Pour l’heure, les détails de sa future stratégie restent toutefois inconnus. Car si, lors d'un débat en mars dernier, Donald Trump s'était dit favorable à l'envoi de 20.000 ou 30.000 soldats en Syrie et en Irak, il ne l’a pas confirmé depuis. 

Laisser Bachar al-Assad et Daech s’entretuer

Le magnat de l’immobilier ne s’est pas non plus montré très clair quant au sort de Bachar al-Assad, même s’il n’a jamais appelé à son renversement par la force. En substance, Donald Trump semble considérer qu’il vaut mieux laisser le régime et Daech s'entretuer. "Assad hait l'EI, l'EI hait Assad.
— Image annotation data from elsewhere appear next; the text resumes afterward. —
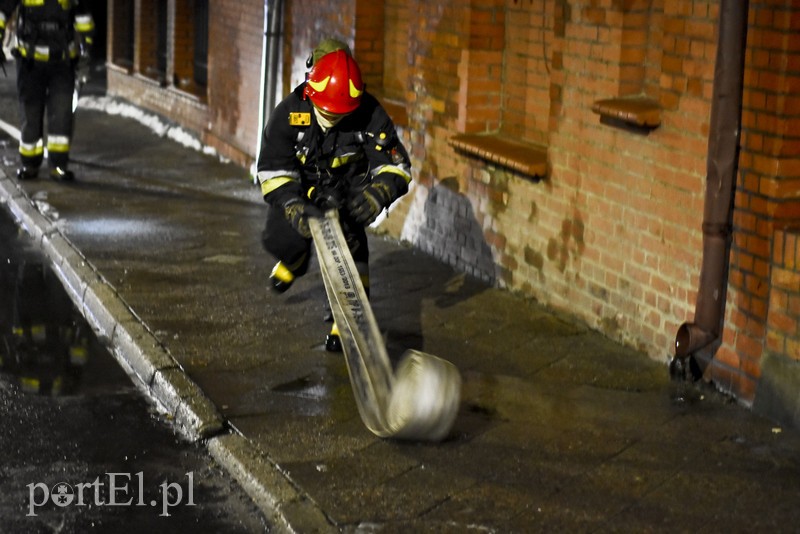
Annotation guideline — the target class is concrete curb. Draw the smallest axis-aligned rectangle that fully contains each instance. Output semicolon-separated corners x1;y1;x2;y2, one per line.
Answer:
0;138;338;533
0;171;225;441
208;434;339;533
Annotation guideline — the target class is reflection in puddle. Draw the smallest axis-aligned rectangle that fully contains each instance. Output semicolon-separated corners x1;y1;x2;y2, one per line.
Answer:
0;203;103;395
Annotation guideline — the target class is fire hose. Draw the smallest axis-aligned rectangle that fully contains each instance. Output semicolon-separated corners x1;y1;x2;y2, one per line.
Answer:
309;214;461;441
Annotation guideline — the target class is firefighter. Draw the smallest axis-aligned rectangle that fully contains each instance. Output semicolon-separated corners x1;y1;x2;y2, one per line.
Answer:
0;0;94;181
257;39;411;351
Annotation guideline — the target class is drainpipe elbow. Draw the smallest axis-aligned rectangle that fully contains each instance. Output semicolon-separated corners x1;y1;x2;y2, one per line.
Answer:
675;323;717;359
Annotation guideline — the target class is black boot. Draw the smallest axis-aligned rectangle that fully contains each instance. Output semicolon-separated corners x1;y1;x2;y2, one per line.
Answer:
50;167;75;182
17;165;39;180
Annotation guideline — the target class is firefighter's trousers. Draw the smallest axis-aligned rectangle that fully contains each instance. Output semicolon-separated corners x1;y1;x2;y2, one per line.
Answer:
17;58;75;169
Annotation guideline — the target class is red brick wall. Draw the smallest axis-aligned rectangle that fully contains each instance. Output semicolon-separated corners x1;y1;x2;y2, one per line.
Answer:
110;0;800;402
716;0;800;398
765;228;800;362
207;0;264;165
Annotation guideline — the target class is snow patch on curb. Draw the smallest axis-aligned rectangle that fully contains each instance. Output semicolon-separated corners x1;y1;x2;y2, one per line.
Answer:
78;96;228;163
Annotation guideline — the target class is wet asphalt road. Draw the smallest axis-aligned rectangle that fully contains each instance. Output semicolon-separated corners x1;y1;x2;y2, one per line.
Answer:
0;207;268;533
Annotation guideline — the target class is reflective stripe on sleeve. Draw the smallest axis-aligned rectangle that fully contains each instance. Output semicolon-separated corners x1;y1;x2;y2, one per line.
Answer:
256;171;300;196
372;165;411;184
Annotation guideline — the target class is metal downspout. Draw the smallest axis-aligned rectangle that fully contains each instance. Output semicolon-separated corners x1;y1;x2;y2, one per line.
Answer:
672;0;749;379
251;0;283;178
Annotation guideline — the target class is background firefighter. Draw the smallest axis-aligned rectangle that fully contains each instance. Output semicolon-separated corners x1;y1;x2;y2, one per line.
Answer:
0;0;94;181
257;39;411;351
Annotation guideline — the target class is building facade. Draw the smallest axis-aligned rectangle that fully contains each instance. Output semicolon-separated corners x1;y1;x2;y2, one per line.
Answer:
107;0;800;428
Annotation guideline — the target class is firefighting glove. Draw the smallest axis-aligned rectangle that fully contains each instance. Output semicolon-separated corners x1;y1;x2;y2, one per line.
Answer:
265;184;325;239
347;173;408;225
283;197;325;239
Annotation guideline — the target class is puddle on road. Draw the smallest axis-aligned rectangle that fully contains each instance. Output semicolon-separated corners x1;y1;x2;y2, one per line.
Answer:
0;203;125;396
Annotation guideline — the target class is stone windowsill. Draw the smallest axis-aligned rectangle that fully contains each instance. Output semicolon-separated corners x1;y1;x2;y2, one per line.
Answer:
592;96;661;129
448;133;547;178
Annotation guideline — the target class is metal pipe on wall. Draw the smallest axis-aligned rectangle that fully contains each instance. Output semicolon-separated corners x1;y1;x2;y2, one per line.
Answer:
673;0;749;378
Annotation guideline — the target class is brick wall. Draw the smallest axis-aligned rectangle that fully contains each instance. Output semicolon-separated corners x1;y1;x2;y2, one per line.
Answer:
765;228;800;363
374;0;800;402
110;0;800;402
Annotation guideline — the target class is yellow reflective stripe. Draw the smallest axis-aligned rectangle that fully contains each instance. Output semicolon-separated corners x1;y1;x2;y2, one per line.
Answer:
75;15;94;33
308;76;331;93
261;176;294;196
47;135;69;152
375;165;411;184
19;139;44;158
33;46;50;61
331;152;363;169
350;80;364;98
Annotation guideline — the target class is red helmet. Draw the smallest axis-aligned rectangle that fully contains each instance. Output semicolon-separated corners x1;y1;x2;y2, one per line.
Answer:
304;50;364;114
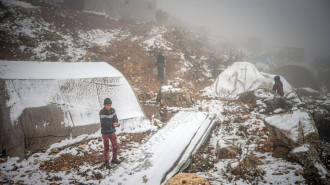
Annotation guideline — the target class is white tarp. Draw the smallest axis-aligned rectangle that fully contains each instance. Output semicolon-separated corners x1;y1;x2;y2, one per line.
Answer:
205;62;291;98
100;111;214;185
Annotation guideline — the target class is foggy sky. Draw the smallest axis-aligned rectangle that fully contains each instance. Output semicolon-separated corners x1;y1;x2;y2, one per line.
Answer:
157;0;330;57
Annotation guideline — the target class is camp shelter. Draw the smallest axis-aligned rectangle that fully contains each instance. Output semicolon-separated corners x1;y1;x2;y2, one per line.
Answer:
0;61;153;157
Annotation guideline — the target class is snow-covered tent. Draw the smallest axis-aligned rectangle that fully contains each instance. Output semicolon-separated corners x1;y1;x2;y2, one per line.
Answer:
205;62;292;98
0;61;153;157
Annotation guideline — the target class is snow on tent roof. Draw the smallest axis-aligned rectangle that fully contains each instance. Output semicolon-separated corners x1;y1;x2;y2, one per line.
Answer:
0;61;123;79
205;62;291;98
0;61;151;132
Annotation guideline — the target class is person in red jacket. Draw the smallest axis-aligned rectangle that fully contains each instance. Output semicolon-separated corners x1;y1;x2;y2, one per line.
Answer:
99;98;120;169
273;76;284;97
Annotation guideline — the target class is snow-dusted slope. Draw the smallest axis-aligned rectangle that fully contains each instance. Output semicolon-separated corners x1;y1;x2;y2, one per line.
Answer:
0;61;151;132
205;62;291;98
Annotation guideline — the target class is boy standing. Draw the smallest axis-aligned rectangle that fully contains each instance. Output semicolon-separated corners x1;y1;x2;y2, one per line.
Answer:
273;76;284;97
99;98;120;169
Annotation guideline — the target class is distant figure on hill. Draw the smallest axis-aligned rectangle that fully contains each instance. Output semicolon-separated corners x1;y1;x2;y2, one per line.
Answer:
273;76;284;97
100;98;120;169
156;50;165;81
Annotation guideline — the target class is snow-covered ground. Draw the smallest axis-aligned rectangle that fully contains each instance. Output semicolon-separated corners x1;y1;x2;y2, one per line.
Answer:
0;0;328;185
0;100;305;185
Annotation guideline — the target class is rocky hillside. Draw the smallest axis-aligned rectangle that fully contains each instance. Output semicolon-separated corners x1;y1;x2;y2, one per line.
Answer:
0;0;330;184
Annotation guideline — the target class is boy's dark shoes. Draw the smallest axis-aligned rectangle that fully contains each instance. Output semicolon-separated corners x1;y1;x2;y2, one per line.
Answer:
111;159;121;164
104;161;112;169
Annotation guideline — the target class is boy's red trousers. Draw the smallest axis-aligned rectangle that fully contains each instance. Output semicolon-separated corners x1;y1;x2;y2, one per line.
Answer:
102;133;118;162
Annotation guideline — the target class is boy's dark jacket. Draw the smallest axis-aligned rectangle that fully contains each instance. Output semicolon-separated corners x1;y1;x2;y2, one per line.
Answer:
99;107;118;134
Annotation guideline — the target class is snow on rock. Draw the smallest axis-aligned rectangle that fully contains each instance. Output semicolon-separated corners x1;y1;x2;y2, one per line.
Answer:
157;85;193;107
79;29;128;46
1;0;36;9
292;144;310;153
204;62;291;98
265;109;318;148
141;27;173;52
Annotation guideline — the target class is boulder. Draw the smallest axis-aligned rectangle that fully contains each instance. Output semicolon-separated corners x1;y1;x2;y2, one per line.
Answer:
264;110;318;149
217;146;242;159
166;173;210;185
157;85;193;107
288;144;330;184
239;89;292;114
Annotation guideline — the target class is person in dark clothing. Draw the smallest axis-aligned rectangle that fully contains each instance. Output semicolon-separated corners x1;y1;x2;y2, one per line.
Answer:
99;98;120;169
156;50;165;80
273;76;284;97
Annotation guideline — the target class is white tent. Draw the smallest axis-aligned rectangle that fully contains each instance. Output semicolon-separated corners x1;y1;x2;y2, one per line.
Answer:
0;61;153;158
205;62;292;98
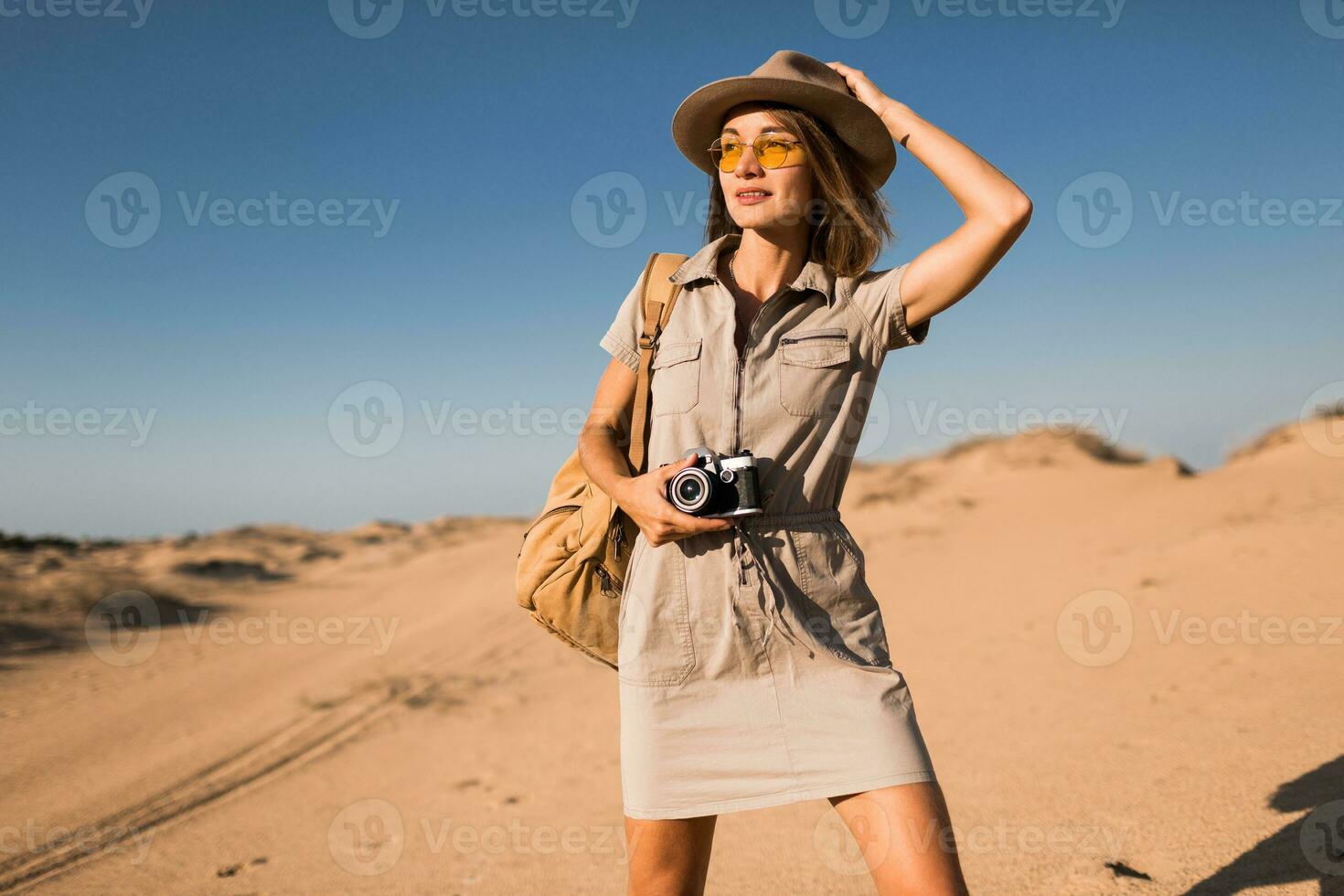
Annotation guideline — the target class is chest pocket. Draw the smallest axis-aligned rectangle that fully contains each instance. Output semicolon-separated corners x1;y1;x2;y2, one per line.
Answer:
775;326;852;416
649;338;700;416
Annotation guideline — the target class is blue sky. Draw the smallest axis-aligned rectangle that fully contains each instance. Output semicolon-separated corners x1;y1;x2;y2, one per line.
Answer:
0;0;1344;536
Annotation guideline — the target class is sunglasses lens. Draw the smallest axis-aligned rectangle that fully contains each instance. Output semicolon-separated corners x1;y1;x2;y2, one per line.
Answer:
709;140;741;171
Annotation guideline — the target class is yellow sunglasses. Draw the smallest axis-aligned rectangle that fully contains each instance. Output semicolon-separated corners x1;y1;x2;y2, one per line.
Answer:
709;133;806;172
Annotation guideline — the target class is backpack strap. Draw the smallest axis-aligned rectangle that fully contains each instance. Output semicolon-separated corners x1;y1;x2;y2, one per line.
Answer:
630;252;689;475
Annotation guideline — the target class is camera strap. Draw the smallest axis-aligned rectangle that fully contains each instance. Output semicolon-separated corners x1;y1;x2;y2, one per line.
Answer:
629;252;688;475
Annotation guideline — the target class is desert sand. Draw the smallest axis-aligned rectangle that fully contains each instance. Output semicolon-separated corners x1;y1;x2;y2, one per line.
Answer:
0;418;1344;896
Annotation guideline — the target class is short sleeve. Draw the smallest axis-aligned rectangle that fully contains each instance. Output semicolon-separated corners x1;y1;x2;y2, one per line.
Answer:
874;262;933;352
601;272;644;371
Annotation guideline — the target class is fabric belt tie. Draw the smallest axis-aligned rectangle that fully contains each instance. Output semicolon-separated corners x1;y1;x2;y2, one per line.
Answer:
732;509;840;658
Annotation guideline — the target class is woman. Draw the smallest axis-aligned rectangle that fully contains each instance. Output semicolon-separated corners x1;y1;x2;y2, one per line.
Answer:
580;51;1030;896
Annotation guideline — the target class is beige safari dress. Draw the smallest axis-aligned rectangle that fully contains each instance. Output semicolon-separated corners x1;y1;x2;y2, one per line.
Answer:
601;234;934;818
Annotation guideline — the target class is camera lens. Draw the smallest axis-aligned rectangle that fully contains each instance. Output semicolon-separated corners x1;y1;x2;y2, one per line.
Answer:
668;466;709;513
676;480;704;504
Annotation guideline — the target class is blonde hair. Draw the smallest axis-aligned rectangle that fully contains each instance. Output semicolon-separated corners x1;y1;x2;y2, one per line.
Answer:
704;102;895;277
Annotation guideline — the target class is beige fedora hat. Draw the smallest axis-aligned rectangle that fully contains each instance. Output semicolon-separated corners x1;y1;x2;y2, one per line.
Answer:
672;49;896;188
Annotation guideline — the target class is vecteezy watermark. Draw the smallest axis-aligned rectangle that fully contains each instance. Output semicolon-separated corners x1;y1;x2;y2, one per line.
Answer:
812;0;891;40
326;799;625;876
570;171;649;249
570;171;844;249
0;399;158;447
812;0;1127;39
910;0;1127;29
1147;609;1344;647
1297;799;1344;877
1301;0;1344;40
326;380;607;458
812;796;1130;876
1055;589;1344;667
1055;589;1135;667
326;0;640;40
85;590;160;667
906;399;1129;442
326;799;406;877
177;610;402;656
1055;171;1344;249
85;171;402;249
326;380;406;457
0;0;155;28
0;818;155;865
1297;380;1344;457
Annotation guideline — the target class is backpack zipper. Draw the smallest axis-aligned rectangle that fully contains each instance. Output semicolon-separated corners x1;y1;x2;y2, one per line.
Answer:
517;504;580;556
597;563;621;598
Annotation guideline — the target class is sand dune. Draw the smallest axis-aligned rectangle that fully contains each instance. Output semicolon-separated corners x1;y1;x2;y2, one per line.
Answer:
0;416;1344;895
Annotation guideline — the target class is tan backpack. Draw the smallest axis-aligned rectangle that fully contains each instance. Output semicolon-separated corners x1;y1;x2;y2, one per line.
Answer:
516;252;687;669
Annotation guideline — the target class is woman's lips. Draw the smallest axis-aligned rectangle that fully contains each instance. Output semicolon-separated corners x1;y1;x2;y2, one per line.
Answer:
734;189;773;206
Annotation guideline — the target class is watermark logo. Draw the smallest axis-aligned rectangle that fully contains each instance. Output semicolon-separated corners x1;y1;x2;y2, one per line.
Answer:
906;399;1129;444
812;796;891;877
1301;0;1344;40
570;171;649;249
85;171;163;249
1055;171;1344;249
1055;589;1135;667
326;0;406;40
85;171;402;249
0;399;158;447
1055;171;1135;249
0;0;155;29
1297;380;1344;457
812;0;891;40
1297;799;1344;877
912;0;1127;29
326;380;406;457
326;799;406;877
85;590;160;667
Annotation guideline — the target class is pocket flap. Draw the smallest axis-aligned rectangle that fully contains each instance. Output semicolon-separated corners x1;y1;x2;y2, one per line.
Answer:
652;338;700;371
780;326;849;367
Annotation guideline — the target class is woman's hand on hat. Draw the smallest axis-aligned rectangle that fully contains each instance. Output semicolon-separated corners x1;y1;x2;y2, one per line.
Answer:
827;62;909;143
612;455;732;548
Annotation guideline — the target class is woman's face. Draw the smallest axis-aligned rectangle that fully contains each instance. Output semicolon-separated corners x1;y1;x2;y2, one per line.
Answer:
719;103;813;229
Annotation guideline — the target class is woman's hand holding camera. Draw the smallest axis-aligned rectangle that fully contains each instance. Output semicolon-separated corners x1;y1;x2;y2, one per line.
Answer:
612;455;732;548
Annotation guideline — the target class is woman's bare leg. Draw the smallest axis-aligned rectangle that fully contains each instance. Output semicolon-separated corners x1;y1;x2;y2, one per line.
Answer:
625;816;718;896
830;782;967;896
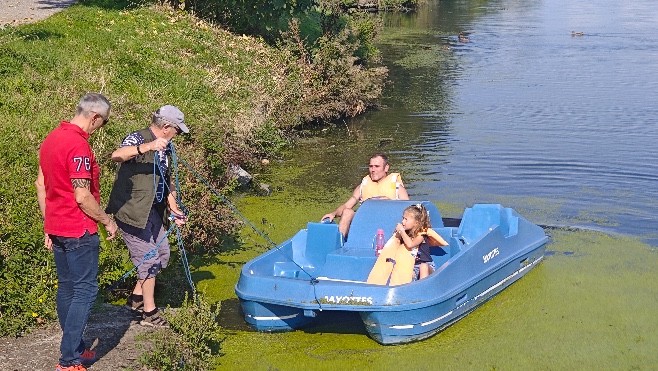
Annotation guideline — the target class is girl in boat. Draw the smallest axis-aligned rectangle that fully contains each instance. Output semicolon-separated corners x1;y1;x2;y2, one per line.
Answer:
395;204;435;280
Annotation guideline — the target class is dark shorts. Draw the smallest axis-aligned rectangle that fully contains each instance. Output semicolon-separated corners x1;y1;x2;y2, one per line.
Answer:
413;261;436;281
117;210;170;280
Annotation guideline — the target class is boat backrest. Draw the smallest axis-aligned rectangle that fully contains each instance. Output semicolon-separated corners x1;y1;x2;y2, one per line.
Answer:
457;204;519;245
345;200;443;253
304;223;343;267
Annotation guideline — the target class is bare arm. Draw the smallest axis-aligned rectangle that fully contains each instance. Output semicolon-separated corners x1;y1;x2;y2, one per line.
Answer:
71;179;118;240
395;223;423;250
112;138;169;162
322;186;360;220
398;179;409;200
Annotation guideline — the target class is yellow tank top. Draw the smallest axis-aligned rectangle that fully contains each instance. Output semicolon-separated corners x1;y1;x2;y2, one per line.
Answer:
359;173;400;202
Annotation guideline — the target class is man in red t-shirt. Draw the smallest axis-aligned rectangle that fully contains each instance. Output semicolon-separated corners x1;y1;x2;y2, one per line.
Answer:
35;93;117;371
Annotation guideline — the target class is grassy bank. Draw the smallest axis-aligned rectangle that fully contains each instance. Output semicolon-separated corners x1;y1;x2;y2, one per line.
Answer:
0;1;385;335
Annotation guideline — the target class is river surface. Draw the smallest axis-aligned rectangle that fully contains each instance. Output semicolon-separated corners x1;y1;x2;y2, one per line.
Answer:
276;0;658;246
209;0;658;370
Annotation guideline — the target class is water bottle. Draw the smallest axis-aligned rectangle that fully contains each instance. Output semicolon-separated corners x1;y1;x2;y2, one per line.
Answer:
375;228;386;256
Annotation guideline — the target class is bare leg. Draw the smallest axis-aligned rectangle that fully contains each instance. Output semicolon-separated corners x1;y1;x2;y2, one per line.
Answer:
418;263;430;280
338;209;354;237
133;277;155;312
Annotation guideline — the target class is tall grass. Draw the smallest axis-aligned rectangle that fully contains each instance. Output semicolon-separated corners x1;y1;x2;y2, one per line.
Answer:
0;0;386;335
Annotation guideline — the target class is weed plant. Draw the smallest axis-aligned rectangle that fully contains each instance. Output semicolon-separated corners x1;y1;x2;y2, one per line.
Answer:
0;0;386;335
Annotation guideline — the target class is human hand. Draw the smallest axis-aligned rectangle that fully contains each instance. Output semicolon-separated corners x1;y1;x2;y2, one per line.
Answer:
103;217;119;240
145;138;169;151
43;233;53;251
171;211;187;227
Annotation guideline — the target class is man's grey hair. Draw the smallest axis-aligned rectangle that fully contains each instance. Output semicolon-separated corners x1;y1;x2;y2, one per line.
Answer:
75;93;112;119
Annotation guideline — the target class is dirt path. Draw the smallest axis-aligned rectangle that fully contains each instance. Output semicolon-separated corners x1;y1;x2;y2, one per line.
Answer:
0;0;76;27
0;304;151;371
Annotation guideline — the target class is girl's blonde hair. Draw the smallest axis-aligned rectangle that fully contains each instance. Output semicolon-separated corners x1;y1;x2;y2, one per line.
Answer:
402;204;432;238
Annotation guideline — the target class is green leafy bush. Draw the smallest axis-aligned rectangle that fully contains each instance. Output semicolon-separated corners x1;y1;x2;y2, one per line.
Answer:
0;0;385;335
140;294;222;371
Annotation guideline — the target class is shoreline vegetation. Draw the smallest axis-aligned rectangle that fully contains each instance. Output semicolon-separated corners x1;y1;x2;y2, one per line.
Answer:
0;0;410;368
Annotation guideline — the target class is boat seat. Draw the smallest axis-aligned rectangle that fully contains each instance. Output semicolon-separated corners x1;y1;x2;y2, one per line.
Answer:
457;204;519;246
292;222;343;269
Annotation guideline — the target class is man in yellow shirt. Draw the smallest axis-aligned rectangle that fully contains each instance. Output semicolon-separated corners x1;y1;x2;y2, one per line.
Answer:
322;153;409;237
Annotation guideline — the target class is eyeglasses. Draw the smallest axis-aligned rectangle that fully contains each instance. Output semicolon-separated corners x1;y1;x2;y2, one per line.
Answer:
168;125;183;134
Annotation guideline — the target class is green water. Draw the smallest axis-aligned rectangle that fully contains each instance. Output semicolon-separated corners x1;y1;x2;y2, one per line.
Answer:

Ils se battent l'un contre l'autre, et on est censé combattre les deux ?", avait-il dit au New York Times en juillet, soulignant que "l'EI [était] une bien plus grande menace contre nous qu'Assad".


Preuve d’une certaine incertitude concernant la future politique étrangère des Etats-Unis, Mike Pence, le colistier de Trump, avait de son côté appelé à bombarder les forces du président syrien. 

Aider les civils… à condition qu’ils restent en Syrie

Les deux hommes étaient cependant tombés d’accord sur la création de "zones de sécurité" pour les civils, et notamment pour les habitants d’Alep. Des zones que Donald Trump refuse de financer. "J’irai voir les pays du Golfe qui ne font pas grand-chose et je les ferai payer", avait-il expliqué en août dernier.


Le futur locataire de la Maison-Blanche refuse en revanche catégoriquement d’accueillir des réfugiés syriens sur le sol américain.